無論是普通眾生,還是強大的修行者,如果問到他們最大的夢想,無非就是成仙。而今,這個夢想明明觸手可及,卻都紛紛失之交臂,人間無數自持有能力的修行者皆扼腕嘆息。
玉石天門大開的當晚,星空搖曳,數道光芒劃破長空,將浩瀚夜空照耀得亮如白晝,光芒逐漸下落,最后墜入大地,大陸上暗流涌動。
其后數年,大陸風云激蕩,先是諸國之首,秦國內亂。被譽為即將成為千古第一女帝的秦國長公主贏畫不知所蹤,國內諸勢力混亂之際,前秦王退位于其子嬴政。嬴政登基,以鐵血手段誅殺國內亂黨,又以懷柔政策安定諸閥,原本混亂不堪岌岌可危的帝國頓時一清。
同年,嬴政設咸陽書院,稱其內有修行法門無數,又傳出縱橫于大陸的諸子百家均在其中,大陸眾人持懷疑態度之際,也不免神往。
同年,年末,一向自認不輸大秦國,卻一直萬年老二的齊國開設齊王書院,同樣號稱其內修行法門無數,并含有世間所有奇詭之術。
一直以齊國態度來判斷秦國事情真偽的大陸眾生頓時相信了書院的事情,紛紛前往,短短一年時間內,兩座書院名揚四海,為天下皆知,并因背靠兩座千年強國而絲毫不遜色于其他傳承宗門,成為天下最出名的兩座學府,而兩座學府內部的教育情況也隨著名聲逐漸傳播開來。
咸陽書院雖號稱諸子百家,但是其內共十二學院,分別是陰陽、儒、墨、名、法、道、縱橫、雜、農、小說、兵、醫十二家,除大院長老子乃是乾坤上境外,其他小院長皆為須彌上境,乃是世間少有的陣容。
而齊國一向以秦國為假想敵,國內種種皆和秦國一般無二,唯獨在兩件事上,齊國與秦國各有所強。
一:齊王書院內只開設了四小院,分別為五行,易經,八卦,奇門遁甲四院,除開大院長劉伯溫乃是乾坤上境外,五行院的六合生,八卦院的諸葛明,奇門遁甲院的周公瑾皆為乾坤下境!
要知道,世間修行六重樓,乾坤境便是最頂峰,再往上便是逍遙登仙,如今齊國一舉扔出四名乾坤境的至高者,頓時讓萬年老三的燕國為之一攝,原本想要效仿秦齊開辦書院的舉動,只能遺憾停下。
二:公子扶蘇。扶蘇乃是嬴政唯一的兒子,打小就集千嬌萬寵于一身,聽說就連那個只差名分的“千古第一女帝”也對其疼愛有加,嬴政繼位后,扶蘇自然是太子,但是嬴政卻賜稱為公子,要知道公子這一稱呼乃是其余小國國君長子的稱號。

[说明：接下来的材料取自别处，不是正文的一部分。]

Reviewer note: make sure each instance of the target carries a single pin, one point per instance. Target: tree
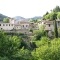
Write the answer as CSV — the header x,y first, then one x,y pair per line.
x,y
6,20
55,29
56,9
45,15
58,15
53,16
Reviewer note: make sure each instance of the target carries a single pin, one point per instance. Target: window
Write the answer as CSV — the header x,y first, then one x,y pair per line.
x,y
9,24
26,25
3,24
0,24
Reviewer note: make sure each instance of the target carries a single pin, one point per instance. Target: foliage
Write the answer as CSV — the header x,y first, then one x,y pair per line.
x,y
56,9
6,20
55,29
46,52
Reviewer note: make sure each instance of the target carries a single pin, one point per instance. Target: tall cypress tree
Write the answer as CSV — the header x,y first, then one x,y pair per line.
x,y
55,29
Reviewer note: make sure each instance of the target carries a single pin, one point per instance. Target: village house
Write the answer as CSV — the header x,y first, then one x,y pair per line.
x,y
49,25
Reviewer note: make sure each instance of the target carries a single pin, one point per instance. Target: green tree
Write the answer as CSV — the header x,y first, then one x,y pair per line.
x,y
6,20
53,16
56,9
55,29
58,15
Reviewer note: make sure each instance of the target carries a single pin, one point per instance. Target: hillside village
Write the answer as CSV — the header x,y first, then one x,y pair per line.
x,y
31,39
24,26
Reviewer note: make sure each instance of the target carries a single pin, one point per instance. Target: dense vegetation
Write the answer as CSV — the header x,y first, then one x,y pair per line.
x,y
14,48
54,14
39,47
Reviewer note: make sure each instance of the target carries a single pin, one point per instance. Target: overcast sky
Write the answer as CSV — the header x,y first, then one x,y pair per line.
x,y
27,8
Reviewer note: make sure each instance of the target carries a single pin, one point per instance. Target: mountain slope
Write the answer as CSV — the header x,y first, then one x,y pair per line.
x,y
19,18
2,17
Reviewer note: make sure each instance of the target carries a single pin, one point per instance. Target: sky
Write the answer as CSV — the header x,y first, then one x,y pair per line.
x,y
27,8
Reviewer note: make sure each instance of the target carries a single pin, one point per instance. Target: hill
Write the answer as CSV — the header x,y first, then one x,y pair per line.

小國國君不能稱王,只能稱君,王只能是七大國的國君才能有的稱謂,而他們的太子,就被稱為公子。如今扶蘇被賜稱公子,諸小國國君自然不敢再稱子嗣為公子,只得改為伯,大陸有好事者隨口說出一句詩,深得眾人贊賞,頓時廣為流傳。
秦王一令天下改,世間唯有一公子。
從此之后,整個大陸,唯有一位公子,便是公子扶蘇,哪怕是齊國,也意外的沒有發表任何意見。

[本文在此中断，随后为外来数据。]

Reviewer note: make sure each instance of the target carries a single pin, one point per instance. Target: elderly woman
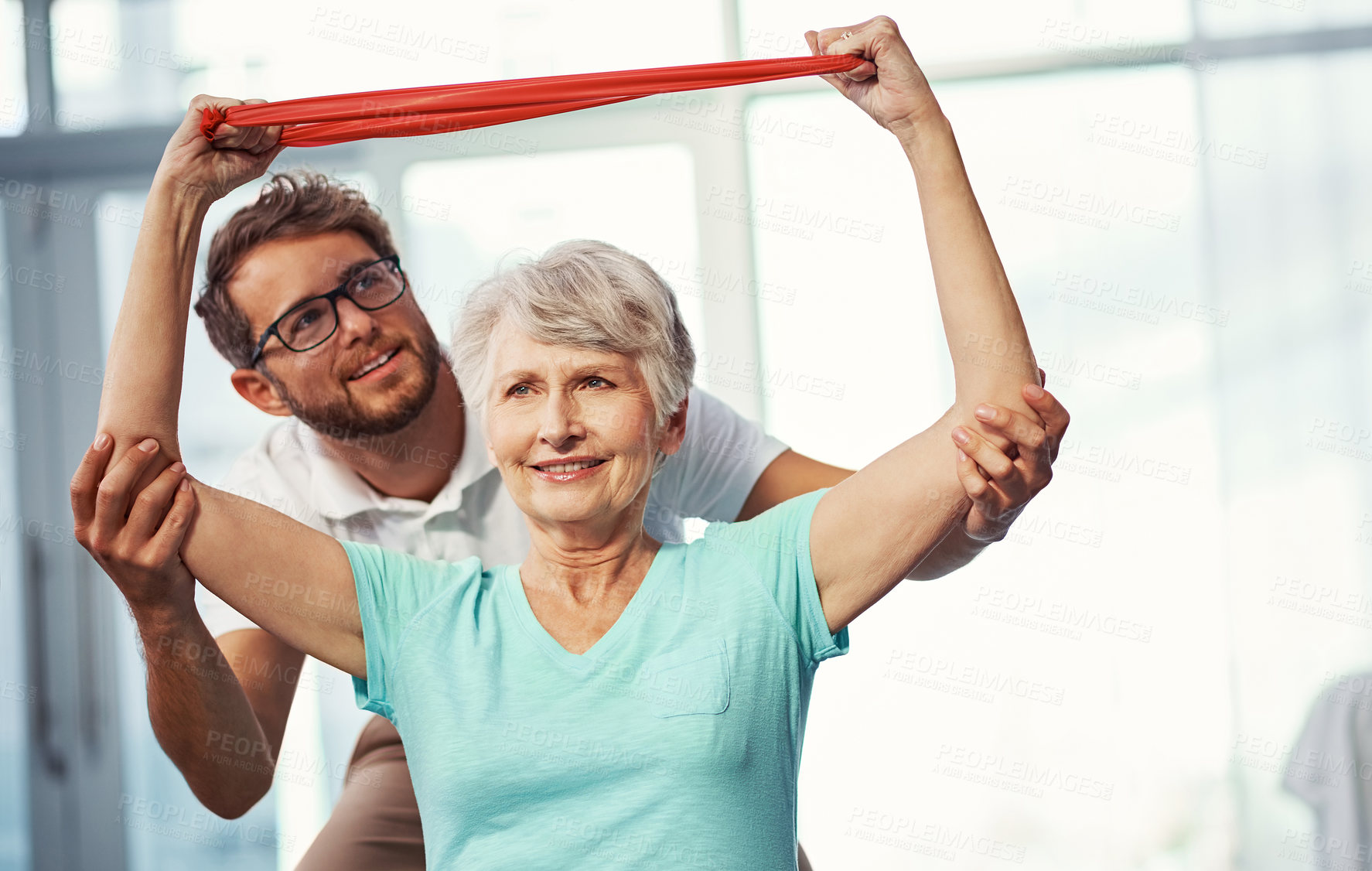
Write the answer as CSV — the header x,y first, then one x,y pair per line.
x,y
611,702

其后數年,南疆巫蠱門,北疆大荒宗,墨海海神殿開門收徒,并以極快的速度閉門謝客,大陸詭異的進入波瀾不驚的時期。
慶歷十九年,五月末,秦蜀邊境,洪城。
盛夏的酷暑難耐,艷陽高照乃是常態。今天又是萬里無云,陽光火辣,卻剛好是村子里成人禮測試的日子,所以站在廣場中央的年輕人都是一臉的疲態。
“李華,測試完了我們就去后山的瀑布里洗澡吧。”
站在人群末尾的唐諾擦了擦滿頭的大汗,悄悄的和身邊同樣滿頭大汗的好友說道。
李華小心的看了眼四周,確定沒人注意他們后,才偷偷回答著。
“又去?上午不是才去了嗎?你一天要洗幾次才舒服啊?”
“這么熱的天,我恨不得泡在水里。”唐諾眨了眨眼,汗水順著額頭滑落到眼角,微微的刺痛感讓他異常難受。
“你說這些老頭是不是有毛病啊?這么熱的天,還讓我們站在這里。”唐諾撇撇嘴,顯然對長老們的安排很不滿。
“不知道,反正我就想問憑什么那些女的就可以坐在家里刺刺繡,做做衣服就能通過成人禮。而我們就又是太陽下暴曬,又是上山打獵,又是去懸崖采東西的?這些都是玩命的啊!”
“要不,你也去刺繡?”
“別。”
李華撇撇嘴,挑起了眉毛。
“那些女人干的事情,我這個大男人....”
忽然覺得說話聲音有些不對的李華撇了一眼地面,三個影子!
自己和唐諾明明在最后一排!而且隊伍兩人一排,怎么可能有三個影子!
“說啊,你這個大男人怎么了?怎么不繼續說了?”
那個聲音循循善誘著,卻讓唐諾和李華心里直打鼓。
“完了完了完了。”
唐諾滿滿的心慌,他瞥著地面的影子,想要根據影子的模樣來分辨,卻忽然想起村里的老頭們今天都穿的是同樣的衣服,帶著同樣的裝飾,根本無法辨認。
“其他人解散,唐諾,李華你們兩個繼續。”
周圍的青年們如鳥獸般散開,嘻嘻哈哈的躲到四周的樹叢下躲避著毒辣的太陽,調侃著唐諾兩人。
“嗨,那邊的帥哥,過來坐一下嘛。”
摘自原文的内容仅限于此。